Changing/selecting reaction rates¶
Warning
This section needs work.
change rates for existing reactions¶
create a file of (T8, rate) pairs as in data/rates_data/rates add the file name to reactions.list (you can have a local copy of reactions.list as well as rates directory)
add a new reaction with rate give by table of (T8, rate) pairs¶
get a name for the reaction by calling reaclib_create_handle then proceed same as for changing rate of an existing reaction use the reaction in a net in same way as for existing reactions.
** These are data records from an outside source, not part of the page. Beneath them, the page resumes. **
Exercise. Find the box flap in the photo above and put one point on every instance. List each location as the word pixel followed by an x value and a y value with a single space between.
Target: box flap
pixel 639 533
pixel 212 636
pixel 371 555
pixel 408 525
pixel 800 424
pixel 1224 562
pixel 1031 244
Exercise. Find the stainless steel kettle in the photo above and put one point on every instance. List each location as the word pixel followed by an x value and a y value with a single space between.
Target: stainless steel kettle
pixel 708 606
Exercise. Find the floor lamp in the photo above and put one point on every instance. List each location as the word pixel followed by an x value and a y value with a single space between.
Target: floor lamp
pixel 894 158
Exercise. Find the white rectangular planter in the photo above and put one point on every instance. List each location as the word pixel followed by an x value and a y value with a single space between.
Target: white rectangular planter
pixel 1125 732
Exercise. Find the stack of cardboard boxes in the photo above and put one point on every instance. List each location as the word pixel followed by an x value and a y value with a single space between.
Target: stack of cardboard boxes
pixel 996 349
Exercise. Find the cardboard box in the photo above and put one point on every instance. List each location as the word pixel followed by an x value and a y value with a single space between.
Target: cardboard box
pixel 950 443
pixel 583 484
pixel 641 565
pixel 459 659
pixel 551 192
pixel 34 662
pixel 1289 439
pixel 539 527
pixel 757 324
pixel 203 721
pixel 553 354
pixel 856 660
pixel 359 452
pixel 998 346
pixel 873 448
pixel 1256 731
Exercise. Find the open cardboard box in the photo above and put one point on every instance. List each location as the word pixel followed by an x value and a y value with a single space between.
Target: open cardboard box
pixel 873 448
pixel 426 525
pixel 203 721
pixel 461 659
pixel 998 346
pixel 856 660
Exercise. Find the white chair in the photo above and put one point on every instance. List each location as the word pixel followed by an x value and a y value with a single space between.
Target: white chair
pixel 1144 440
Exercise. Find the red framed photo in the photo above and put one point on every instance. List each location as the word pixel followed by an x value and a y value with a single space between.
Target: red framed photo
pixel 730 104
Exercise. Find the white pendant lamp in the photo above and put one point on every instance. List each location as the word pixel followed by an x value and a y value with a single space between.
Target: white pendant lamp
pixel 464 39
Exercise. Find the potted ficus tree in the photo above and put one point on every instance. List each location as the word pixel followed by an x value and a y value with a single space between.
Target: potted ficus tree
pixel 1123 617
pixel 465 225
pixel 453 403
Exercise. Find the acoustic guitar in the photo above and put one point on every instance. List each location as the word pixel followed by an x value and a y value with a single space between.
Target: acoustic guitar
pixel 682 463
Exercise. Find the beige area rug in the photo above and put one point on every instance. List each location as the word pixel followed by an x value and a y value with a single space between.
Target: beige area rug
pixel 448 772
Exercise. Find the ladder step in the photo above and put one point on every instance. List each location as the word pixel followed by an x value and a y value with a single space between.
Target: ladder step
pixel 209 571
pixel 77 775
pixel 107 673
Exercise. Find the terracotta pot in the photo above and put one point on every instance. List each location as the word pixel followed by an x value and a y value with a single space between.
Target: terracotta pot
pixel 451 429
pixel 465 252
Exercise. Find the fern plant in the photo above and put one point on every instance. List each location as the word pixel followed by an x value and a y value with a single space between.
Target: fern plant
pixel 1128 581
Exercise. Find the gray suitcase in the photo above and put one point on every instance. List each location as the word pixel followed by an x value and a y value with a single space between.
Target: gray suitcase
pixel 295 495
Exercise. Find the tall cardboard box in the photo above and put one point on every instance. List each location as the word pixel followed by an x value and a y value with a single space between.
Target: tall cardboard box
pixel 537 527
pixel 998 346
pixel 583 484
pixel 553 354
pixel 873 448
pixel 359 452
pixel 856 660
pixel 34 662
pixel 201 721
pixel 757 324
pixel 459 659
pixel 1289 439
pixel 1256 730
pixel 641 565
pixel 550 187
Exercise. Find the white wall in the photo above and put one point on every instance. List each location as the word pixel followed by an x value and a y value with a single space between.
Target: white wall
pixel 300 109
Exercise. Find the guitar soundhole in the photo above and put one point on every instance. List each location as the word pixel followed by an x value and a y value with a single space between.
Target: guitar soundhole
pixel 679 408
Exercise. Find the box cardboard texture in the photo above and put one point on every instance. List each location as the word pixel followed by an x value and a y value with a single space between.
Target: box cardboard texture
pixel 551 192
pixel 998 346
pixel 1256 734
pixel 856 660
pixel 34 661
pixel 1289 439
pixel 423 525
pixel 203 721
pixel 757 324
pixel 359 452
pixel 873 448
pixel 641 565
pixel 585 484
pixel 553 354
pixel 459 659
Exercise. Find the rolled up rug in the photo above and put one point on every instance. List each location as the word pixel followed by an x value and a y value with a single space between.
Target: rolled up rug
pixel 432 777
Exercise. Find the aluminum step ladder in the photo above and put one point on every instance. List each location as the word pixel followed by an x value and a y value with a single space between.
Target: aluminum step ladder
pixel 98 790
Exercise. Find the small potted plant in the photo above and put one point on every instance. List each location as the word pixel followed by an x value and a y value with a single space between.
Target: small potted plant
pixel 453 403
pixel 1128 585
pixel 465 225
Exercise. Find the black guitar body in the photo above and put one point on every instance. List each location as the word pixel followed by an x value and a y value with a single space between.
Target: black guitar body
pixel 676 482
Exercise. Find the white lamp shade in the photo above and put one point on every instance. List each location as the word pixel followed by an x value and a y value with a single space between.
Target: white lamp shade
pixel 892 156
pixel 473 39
selecting rates for reactions¶
reactions in reactions.list have various rates available such as NACRE, REACLIB, or CF88. several reactions have other options as well: see rates_def.f for listing of choices
other reactions use rates from weaklib or reaclib.
also can provide a table of values for any reaction. arbitrarily many pairs of temperatures and rates; piecewise monotonic cubic interpolation. specify files for rate tables in rate_list.txt
Adding new reactions¶
advanced topics – experts only
- to add a reaction
- add to reactions.list
- add to rates_def
- add to rates_names
- add to raw_rates
For a weak rate, add 1/2 life and Qneu to weak_info.list in weaklib_data. If possible, get 1/2 life = log(2)/exp(c1) with c1 from reaclib.
To get the reaction added automatically add it to init_special_case_reaction_info in net_initialize.